27. A human milk oligosaccharide (HMO) for use in treating or preventing a metabolic bone disease in a subject, wherein the HMO is selected from the group consisting of: (a) 2’- fucosyllactose (2FL), wherein the 2FL is used at a total amount of greater than 2100 mg / L; (b) 3-fucosyllactose (3FL), wherein the 3FL is used at a total amount of greater than 530 mg / L; (c) 6’-sialyllactose (6SL), wherein the 6SL is used at a total amount of greater than 460 mg / L; (d) 3’-sialyllactose (3SL), wherein the 3SL is used at a total amount of greater than 103 mg / L; (e) disialyllacto-N-tetraose (DSLNT), wherein the DSLNT is used at a total amount of greater than 200 mg / L; (f) lacto-N-hexaose (LNH), an wherein the LNH is used at a total amount of greater than 65 mg / L; (g) lacto-N- fucopentaose V (LNFP-V), wherein the LNFP-V is used at a total amount of greater than 37 mg / L; (h) lacto-N-neotetraose (LNnT), wherein the LNnT is used at a total amount of greater than 115 mg / L; (i) sialyl-lacto-N-tetraose b (LSTb), wherein the LSTb is used at a total amount of greater than 49 mg / L; (j) lacto-N-fucopentaose II (LNFP- II), wherein the LNFP-II is used at a total amount of greater than 279 mg / L; and (k) lacto-N-tetraose (LNT), wherein the LNT is used at a total amount of greater than 585 mg / L.

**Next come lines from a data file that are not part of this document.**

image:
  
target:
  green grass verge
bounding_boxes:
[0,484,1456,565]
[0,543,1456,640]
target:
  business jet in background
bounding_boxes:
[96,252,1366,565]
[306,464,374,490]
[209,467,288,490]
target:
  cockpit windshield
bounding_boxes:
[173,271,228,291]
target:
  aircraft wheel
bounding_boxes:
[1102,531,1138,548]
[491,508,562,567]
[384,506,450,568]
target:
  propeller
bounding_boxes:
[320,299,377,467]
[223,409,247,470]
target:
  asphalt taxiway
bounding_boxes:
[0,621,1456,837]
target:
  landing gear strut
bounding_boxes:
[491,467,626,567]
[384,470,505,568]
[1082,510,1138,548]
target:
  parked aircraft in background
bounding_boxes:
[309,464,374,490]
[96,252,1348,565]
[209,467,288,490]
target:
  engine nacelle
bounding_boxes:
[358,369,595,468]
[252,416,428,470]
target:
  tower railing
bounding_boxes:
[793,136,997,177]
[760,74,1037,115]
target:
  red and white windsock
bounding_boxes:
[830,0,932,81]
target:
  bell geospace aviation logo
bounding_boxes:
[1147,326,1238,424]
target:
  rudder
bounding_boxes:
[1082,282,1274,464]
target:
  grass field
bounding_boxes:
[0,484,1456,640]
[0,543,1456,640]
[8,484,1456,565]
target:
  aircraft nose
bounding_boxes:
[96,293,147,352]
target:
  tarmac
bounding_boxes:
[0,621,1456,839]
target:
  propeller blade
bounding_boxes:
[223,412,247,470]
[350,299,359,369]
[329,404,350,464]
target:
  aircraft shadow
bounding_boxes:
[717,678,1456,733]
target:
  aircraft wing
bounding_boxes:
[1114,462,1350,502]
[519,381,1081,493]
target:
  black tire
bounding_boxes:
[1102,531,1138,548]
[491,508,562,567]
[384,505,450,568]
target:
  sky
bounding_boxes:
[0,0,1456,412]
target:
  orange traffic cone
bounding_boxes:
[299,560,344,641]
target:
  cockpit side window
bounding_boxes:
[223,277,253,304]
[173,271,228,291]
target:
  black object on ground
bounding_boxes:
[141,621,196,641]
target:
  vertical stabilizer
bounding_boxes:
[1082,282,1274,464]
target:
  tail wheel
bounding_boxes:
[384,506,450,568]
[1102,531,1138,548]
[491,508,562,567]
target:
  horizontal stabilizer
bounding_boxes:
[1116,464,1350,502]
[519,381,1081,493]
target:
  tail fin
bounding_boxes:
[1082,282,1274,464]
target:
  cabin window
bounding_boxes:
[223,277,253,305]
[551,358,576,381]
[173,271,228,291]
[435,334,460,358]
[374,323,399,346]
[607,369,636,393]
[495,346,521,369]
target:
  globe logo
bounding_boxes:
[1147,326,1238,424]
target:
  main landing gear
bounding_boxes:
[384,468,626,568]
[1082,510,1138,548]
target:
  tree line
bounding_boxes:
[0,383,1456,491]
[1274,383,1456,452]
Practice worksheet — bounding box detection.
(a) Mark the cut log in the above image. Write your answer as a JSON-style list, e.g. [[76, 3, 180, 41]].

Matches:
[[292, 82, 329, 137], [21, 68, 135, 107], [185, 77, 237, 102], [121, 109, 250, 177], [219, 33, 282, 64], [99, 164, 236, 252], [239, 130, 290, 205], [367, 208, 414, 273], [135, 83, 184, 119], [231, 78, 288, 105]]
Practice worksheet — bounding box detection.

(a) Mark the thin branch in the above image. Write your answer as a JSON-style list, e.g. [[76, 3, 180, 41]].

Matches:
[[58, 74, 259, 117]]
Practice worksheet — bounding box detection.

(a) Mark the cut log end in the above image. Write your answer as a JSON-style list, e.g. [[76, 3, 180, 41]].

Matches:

28. A combination of human milk oligosaccharides (HMOs) for use in treating or preventing a metabolic bone disease in a subject, wherein the combination of HMOs consists of 2’-fucosyllactose (2FL), Alpha-Tetrasaccharide (A-tetra), lacto-N-fucopentaose I (LNFP-I), lactodifucotetraose (LDFT), lacto-N-difusohexaose I (LNDFH-I) and difucosyllacto-N-hexaose a (DFLNHa).

29. A combination of human milk oligosaccharides (HMOs) for use in treating or preventing a metabolic bone disease in a subject, wherein the combination of HMOs consists of 2'-fucosyllactose (2FL), lactodifucotetraose (LDFT), and lacto-N-fucopentaose I (LNFP-I).

30. A combination of human milk oligosaccharides (HMOs) for use in treating or preventing a metabolic bone disease in a subject, wherein the combination of HMOs consists of 2'-fucosyllactose (2FL), 3’-sialyllactose (3SL), 6’-sialyllactose (6SL), and optionally lactodifucotetraose (LDFT), and / or lacto-N-fucopentaose I (LNFP-I). 31 . A human milk oligosaccharide (HMO) for use in treating or preventing a metabolic bone disease in a subject, wherein the HMO is selected from the group consisting of: (a) disialyllacto-N-tetraose (DSLNT), wherein the DSLNT is used at a total amount of greater than 200 mg / L; (b) lacto-N-hexaose (LNH), an wherein the LNH is used at a total amount of greater than 65 mg / L; (c) lacto-N-fucopentaose V (LNFP-V), wherein the LNFP-V is used at a total amount of greater than 37 mg / L; (d) sialyl-lacto-N- tetraose b (LSTb), wherein the LSTb is used at a total amount of greater than 49 mg / L; and (e) lacto-N-fucopentaose II (LNFP-II), wherein the LNFP-II is used at a total amount of greater than 279 mg / L.

32. The HMO for use, combination of HMOs for use according to any one of claims 26 to 31 , wherein the metabolic bone disease is osteoporosis or osteopenia.